Computer Vision For All - Object Tracking With YOLO and Python

Introduction

In the ever-evolving realm of computer vision and artificial intelligence, object tracking is a pivotal concept with diverse applications, from autonomous vehicles to surveillance systems. YOLOv8, a state-of-the-art real-time object detection framework, has gained significant attention. In this blog post, we explore the world of YOLOv8 object tracking, showcasing its capabilities and adding intelligence by analyzing tracked object statistics.

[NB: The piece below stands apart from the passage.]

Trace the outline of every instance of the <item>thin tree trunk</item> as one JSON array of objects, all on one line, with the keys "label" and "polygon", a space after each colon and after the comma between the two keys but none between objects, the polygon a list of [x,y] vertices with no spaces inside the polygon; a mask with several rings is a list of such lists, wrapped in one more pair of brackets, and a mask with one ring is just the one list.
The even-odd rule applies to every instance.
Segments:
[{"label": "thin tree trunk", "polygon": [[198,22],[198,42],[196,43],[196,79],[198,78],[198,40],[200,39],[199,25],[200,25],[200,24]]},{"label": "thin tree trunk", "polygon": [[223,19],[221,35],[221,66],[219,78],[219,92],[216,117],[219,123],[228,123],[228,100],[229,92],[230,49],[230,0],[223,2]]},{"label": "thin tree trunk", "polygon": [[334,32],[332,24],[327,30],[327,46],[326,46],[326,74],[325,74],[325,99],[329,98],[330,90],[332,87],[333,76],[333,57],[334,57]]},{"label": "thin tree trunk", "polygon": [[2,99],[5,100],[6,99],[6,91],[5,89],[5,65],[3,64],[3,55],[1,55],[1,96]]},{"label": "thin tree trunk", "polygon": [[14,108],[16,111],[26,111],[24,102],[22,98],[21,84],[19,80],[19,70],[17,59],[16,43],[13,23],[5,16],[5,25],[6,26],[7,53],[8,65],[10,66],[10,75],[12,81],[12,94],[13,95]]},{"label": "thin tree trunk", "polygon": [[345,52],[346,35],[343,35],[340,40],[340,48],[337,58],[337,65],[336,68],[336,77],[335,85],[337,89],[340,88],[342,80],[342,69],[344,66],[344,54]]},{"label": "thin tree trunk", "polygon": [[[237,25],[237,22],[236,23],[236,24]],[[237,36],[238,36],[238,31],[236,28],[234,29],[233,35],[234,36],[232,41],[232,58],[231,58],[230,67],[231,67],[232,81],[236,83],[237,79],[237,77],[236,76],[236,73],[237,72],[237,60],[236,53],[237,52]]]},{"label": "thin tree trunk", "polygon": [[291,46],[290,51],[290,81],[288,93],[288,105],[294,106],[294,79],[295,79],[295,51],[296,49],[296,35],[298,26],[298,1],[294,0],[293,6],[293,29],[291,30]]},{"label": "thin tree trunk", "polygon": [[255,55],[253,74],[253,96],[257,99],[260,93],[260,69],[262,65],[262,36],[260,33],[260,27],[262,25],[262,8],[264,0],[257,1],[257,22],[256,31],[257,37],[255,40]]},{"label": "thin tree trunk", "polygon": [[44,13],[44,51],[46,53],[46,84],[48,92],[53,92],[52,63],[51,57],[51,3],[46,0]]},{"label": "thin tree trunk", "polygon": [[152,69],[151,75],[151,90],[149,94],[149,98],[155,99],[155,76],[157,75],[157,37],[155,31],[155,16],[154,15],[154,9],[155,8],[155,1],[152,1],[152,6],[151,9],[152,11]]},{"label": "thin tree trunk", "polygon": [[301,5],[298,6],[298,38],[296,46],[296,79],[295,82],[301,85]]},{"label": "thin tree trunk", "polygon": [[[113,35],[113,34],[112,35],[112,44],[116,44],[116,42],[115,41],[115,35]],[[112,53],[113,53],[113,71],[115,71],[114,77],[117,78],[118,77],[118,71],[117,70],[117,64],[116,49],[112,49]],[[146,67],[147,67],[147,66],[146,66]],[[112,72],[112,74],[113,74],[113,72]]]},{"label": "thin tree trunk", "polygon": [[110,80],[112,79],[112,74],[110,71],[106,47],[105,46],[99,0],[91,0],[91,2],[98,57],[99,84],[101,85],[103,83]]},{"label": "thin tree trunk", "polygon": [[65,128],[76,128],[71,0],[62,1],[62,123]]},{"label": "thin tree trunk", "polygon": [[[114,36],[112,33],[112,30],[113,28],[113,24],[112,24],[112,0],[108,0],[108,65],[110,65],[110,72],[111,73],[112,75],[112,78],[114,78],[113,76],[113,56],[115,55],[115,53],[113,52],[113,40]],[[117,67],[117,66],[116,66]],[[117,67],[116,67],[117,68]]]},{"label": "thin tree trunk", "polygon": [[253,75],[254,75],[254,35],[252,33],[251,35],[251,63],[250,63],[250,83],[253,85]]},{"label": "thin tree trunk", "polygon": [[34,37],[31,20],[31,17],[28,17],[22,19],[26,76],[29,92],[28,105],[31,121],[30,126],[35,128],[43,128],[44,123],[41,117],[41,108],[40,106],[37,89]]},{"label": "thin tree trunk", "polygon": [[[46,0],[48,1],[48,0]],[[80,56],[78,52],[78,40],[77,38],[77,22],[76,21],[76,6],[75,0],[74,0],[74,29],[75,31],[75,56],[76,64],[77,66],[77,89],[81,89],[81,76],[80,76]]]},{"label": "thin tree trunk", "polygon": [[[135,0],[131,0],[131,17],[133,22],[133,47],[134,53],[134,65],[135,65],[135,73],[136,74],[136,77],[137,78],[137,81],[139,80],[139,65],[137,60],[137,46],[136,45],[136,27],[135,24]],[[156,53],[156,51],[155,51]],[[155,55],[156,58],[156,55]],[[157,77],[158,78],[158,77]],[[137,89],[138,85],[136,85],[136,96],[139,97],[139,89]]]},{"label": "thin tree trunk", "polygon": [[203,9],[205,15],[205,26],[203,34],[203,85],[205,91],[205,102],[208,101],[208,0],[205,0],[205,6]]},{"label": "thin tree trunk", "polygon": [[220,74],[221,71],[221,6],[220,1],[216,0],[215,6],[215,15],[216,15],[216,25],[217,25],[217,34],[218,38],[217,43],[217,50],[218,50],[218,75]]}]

Our Python-based project harnesses YOLOv8's power for highly accurate real-time object tracking. But we go a step further by examining tracked objects' movements, measuring distances traveled in pixels, and calculating average speeds. This approach offers a comprehensive understanding of how these objects behave in their environment.

Whether you're a computer vision enthusiast, a developer looking to add object tracking to your applications, or someone intrigued by AI, this post aims to inspire and educate. We dive into YOLOv8's potential, technical intricacies of object tracking, and how to gain insights into tracked object motion. By the end, you'll have the knowledge and tools to implement your object tracking solutions and a deeper understanding of the dynamic world within your videos and images.

Libraries and References

For our object tracking project, we rely on two main libraries:

OpenCV: Used for opening video streams, frame drawing, and more. It's a versatile open-source software library for computer vision and image processing, making it valuable for object detection, facial recognition, image stitching, and motion tracking. OpenCV's popularity stems from its efficiency, ease of use, and extensive community support, making it a preferred choice in various fields, including robotics, machine learning, and computer vision.
Ultralytics: An open-source software framework focused on computer vision and deep learning. It streamlines the development of object detection, image classification, and other machine learning tasks. Ultralytics is popular for its user-friendly nature, comprehensive documentation, and seamless integration with PyTorch, a leading deep learning framework. It simplifies complex tasks like training and deploying neural networks for applications like autonomous vehicles, surveillance systems, and medical image analysis, earning recognition as an essential resource in the deep learning and computer vision community.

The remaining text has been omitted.